In conclusion, in this study, compared to CRP, PCT, and TNF-α, IL-6 had the highest value for early SSI diagnosis. Based on the results in this cohort, an SSI would be diagnosed if the IL-6POD7 value is 26.0 pg/mL or higher. Because most cases of superficial wound infections can be managed without surgery by administering antibiotics[30], our results indicate a false-positive rate of 6.8% and correct antibiotic administration in 61% of the patients starting on POD 7. Early initiation of antibiotics could significantly reduce the number of revisions required. Nevertheless, in light of the present results, the future role of low-cost CRP may need to be reconsidered.

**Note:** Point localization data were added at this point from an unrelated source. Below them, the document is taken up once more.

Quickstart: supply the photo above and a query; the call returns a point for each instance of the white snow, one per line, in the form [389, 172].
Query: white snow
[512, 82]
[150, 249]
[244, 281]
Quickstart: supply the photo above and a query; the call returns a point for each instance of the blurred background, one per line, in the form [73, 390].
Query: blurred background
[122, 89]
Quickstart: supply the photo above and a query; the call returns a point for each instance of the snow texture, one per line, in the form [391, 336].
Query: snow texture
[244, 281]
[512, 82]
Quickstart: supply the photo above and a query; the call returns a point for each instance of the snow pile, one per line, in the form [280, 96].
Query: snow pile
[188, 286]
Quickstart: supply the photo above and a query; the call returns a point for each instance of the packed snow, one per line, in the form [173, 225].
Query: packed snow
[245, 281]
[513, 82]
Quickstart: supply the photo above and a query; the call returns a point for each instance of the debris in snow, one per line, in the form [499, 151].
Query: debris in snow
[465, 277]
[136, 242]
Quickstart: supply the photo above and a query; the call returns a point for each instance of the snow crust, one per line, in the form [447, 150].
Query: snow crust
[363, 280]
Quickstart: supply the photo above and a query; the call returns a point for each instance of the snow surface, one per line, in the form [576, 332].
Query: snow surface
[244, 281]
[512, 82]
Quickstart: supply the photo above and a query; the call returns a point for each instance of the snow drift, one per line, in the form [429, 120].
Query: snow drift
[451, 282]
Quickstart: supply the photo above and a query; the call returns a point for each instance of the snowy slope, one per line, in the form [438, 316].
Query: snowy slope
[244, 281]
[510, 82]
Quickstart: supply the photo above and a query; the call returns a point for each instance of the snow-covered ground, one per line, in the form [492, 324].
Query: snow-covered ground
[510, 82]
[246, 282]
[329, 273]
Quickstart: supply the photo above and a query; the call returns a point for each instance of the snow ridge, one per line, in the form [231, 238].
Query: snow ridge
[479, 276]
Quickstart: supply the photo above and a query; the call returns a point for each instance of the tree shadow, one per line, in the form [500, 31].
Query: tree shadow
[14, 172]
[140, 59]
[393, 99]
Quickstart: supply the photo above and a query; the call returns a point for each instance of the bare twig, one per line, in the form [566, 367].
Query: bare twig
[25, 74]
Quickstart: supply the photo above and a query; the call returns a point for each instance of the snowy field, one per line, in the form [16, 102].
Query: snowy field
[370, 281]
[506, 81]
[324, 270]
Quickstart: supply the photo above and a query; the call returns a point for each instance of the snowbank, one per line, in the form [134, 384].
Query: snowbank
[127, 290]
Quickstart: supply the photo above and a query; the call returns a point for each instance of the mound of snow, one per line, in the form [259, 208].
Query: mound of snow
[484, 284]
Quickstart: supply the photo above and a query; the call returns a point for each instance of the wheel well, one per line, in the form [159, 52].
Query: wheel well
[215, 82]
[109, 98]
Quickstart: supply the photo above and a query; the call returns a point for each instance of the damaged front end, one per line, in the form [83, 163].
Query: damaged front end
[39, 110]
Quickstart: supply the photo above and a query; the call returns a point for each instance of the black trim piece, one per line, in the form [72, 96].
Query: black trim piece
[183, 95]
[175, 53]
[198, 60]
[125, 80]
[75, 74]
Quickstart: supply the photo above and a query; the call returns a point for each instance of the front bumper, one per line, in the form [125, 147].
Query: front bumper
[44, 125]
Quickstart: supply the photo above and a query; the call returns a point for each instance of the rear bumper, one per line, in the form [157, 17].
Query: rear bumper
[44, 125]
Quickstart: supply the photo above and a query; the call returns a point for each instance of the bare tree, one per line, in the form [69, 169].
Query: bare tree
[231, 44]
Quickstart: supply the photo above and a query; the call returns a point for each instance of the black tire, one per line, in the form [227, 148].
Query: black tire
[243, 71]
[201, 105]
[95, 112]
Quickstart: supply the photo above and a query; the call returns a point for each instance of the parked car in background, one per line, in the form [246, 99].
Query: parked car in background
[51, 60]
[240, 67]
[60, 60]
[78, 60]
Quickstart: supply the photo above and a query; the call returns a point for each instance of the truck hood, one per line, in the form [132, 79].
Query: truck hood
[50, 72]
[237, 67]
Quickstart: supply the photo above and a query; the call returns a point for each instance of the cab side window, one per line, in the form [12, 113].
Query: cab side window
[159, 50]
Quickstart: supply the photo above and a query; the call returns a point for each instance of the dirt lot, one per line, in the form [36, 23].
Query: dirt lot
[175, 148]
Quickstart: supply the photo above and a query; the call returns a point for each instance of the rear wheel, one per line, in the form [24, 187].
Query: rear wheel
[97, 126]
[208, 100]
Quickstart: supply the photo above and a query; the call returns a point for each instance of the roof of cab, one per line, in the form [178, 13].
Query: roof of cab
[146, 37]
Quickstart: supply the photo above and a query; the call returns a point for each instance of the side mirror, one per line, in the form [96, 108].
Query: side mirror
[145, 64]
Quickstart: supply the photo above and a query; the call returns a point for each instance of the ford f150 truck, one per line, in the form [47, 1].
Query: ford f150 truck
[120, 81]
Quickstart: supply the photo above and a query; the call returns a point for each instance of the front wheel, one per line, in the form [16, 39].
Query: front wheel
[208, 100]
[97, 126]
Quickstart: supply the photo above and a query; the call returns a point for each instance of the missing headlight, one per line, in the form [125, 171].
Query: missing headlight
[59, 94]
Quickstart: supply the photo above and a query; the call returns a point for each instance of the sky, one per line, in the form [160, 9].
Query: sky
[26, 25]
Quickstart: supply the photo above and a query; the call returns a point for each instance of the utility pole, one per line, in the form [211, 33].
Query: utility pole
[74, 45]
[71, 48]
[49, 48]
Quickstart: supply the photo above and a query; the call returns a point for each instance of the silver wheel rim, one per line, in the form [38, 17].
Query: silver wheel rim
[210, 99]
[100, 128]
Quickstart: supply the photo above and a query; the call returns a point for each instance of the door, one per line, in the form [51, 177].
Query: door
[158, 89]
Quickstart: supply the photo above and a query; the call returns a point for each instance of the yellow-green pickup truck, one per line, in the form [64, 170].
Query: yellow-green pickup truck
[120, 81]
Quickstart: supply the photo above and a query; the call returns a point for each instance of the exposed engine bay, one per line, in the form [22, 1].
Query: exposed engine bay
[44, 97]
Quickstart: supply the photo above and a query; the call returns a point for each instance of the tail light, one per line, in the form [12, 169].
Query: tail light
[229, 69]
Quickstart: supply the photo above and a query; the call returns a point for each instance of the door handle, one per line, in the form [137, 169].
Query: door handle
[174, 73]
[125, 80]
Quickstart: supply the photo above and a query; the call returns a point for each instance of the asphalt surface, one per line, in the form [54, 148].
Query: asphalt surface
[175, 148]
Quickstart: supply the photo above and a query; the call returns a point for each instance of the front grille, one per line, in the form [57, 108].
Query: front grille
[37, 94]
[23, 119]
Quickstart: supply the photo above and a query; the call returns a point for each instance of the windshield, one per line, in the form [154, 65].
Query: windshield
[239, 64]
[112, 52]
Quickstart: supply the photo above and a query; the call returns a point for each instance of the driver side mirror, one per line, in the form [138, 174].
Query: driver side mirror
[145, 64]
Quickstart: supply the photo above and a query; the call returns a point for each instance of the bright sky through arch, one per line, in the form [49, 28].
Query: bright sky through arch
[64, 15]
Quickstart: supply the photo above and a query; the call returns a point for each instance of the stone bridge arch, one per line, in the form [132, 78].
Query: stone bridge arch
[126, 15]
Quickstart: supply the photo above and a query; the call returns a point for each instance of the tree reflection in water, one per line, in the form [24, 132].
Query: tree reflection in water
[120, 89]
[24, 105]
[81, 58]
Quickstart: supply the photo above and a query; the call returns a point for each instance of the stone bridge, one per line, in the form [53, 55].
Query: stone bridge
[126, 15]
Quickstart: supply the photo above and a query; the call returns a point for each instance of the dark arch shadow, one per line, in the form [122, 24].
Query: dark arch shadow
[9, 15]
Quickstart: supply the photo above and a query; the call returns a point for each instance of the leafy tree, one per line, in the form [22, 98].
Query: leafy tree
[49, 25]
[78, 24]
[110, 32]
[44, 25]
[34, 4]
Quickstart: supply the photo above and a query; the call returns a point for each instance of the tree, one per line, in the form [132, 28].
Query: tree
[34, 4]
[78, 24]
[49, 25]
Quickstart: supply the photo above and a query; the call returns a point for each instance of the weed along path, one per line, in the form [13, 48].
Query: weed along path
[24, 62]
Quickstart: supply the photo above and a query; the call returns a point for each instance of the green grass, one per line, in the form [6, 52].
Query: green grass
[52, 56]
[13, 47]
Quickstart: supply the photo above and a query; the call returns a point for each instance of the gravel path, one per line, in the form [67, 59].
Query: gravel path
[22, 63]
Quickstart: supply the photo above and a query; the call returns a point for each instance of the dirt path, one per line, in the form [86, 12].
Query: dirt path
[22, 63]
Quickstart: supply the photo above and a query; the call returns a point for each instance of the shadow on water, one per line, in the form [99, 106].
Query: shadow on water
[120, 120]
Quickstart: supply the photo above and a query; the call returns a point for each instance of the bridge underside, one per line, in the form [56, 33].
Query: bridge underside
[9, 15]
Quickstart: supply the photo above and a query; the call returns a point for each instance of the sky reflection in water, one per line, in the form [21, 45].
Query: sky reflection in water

This study had limitations. First, the IMs were measured before the surgery and on PODs 1, 2, 3, 5, and 7. The measurement of the IMs on all days might have influenced the results. Second, this was a single-center prospective diagnostic study with a relatively small cohort of patients. Although the sample size was calculated and the cohort was large enough, a multicenter study with more patients would have strengthened the results. Third, although no differences between non-infection and infection groups were observed in preoperative values of age, CRP, and IL-6, all these parameters were higher in the infection groups compared to the non-infection group, particularly when considering the preoperative p value of IL-6 (p = 0.051), indicating at least a trend between groups. While we endeavor to account for all comorbidities to minimize bias in the development of an SSI, the use of corticosteroids or history of splenectomy was not accounted for, and nutrition was assessed solely by BMI, without specific malnutrition scores. Thus, an impaired immune status due to immunosuppressive status, malnutrition, or aging may have contributed to perioperative inflammation. Fourth, although statistical analysis did not reveal differences between groups regarding the underlying indication of surgery, the mix of both degenerative and traumatic pathologies could have potentially influenced the outcomes.